Next.js Discord

Discord Forum

Vercel 408 Function Timeouts

Unanswered
Cuvier’s Dwarf Caiman posted this in #help-forum
Open in Discord
Cuvier’s Dwarf CaimanOP
When I upgrade from the latest 15.x to 16.x my service begins to spew 408 Request Timeout errors. Rolling back to 15.x fixes the issue. I tried various versions of 16.x, including the latest with the same result.

- I use fluid compute
- I have a PG pool with attachDatabasePool configured
- there is no rhyme or reason to the pages or routes this effects, it’s all of them.
- my application only uses app router

My max duration is set to 5 minutes.
Middleware resolves in milliseconds.
Response finished in 100s of milliseconds.
Function timeout after 5 minutes.

What would cause this to happen? How can I fix it? I’ve posted for assistance on Vercel official support forum before and received no help. I am out of ideas, and cannot reproduce the issue in a preview environment no matter what I’ve tried, and I’ve tried hundreds of things.

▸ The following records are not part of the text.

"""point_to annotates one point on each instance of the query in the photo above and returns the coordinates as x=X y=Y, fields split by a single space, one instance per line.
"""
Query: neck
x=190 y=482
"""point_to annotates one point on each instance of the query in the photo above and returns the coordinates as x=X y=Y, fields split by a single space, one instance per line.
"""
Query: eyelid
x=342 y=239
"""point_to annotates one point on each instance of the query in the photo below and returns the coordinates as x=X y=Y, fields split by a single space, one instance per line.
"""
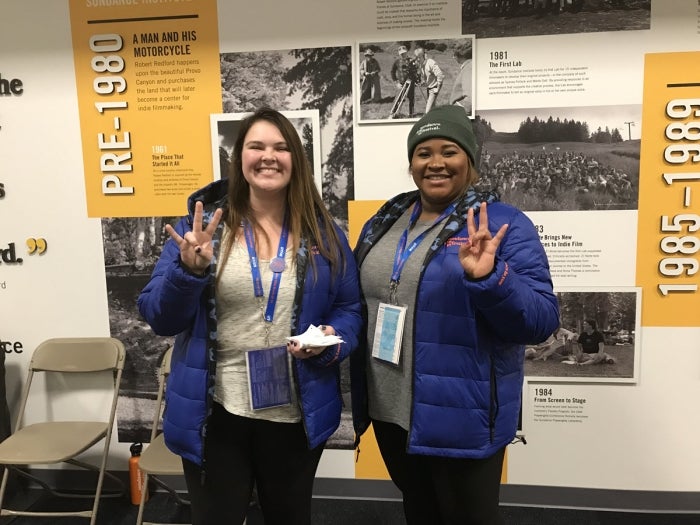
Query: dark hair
x=308 y=216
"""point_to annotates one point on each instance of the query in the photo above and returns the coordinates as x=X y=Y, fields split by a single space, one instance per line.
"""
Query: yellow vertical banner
x=669 y=182
x=148 y=77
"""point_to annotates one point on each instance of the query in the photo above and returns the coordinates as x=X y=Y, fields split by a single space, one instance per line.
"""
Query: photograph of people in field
x=503 y=18
x=554 y=159
x=596 y=339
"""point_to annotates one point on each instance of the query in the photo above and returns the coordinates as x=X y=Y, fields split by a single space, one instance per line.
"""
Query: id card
x=268 y=378
x=388 y=333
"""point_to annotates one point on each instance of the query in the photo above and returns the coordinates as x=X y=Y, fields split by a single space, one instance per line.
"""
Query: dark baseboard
x=511 y=495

Any advice would be appreciated, thank you kindly.

61 Replies

@Cuvier’s Dwarf Caiman When I upgrade from the latest 15.x to 16.x my service begins to spew 408 Request Timeout errors. Rolling back to 15.x fixes the issue. I tried various versions of 16.x, including the latest with the same result. - I use fluid compute - I have a PG pool with attachDatabasePool configured - there is no rhyme or reason to the pages or routes this effects, it’s all of them. - my application only uses app router My max duration is set to 5 minutes. Middleware resolves in milliseconds. Response finished in 100s of milliseconds. Function timeout after 5 minutes. What would cause this to happen? How can I fix it? I’ve posted for assistance on Vercel official support forum before and received no help. I am out of ideas, and cannot reproduce the issue in a preview environment no matter what I’ve tried, and I’ve tried hundreds of things. Any advice would be appreciated, thank you kindly.
That response finishing in 100s of ms but function timing out after 5 min means something is keeping the function alive after the response is done. Usually an open connection or listener thats not cleaning up. With fluid compute + pg pool, my guess is next 16 changed how it signals the function is done, so vercel thinks its still running. You could check if it happens on routes that dont touch the db at all. if those work fine, its definitely the pool or try explicitly calling pool.end() or releasing connections in a
finally block and see if you have any event listeners or streams that arent being closed. Also what pg client are you using? @vercel/postgres or something like node-postgres directly? The attachDatabasePool behavior might be different in 16.
Cuvier’s Dwarf CaimanOP
I have been thinking along the same lines.

Unfortunately this happens across every page and route, even pages that aren’t explicitly interacting with the database. But I can try to explicitly release and see what it does, I’ve tried it before.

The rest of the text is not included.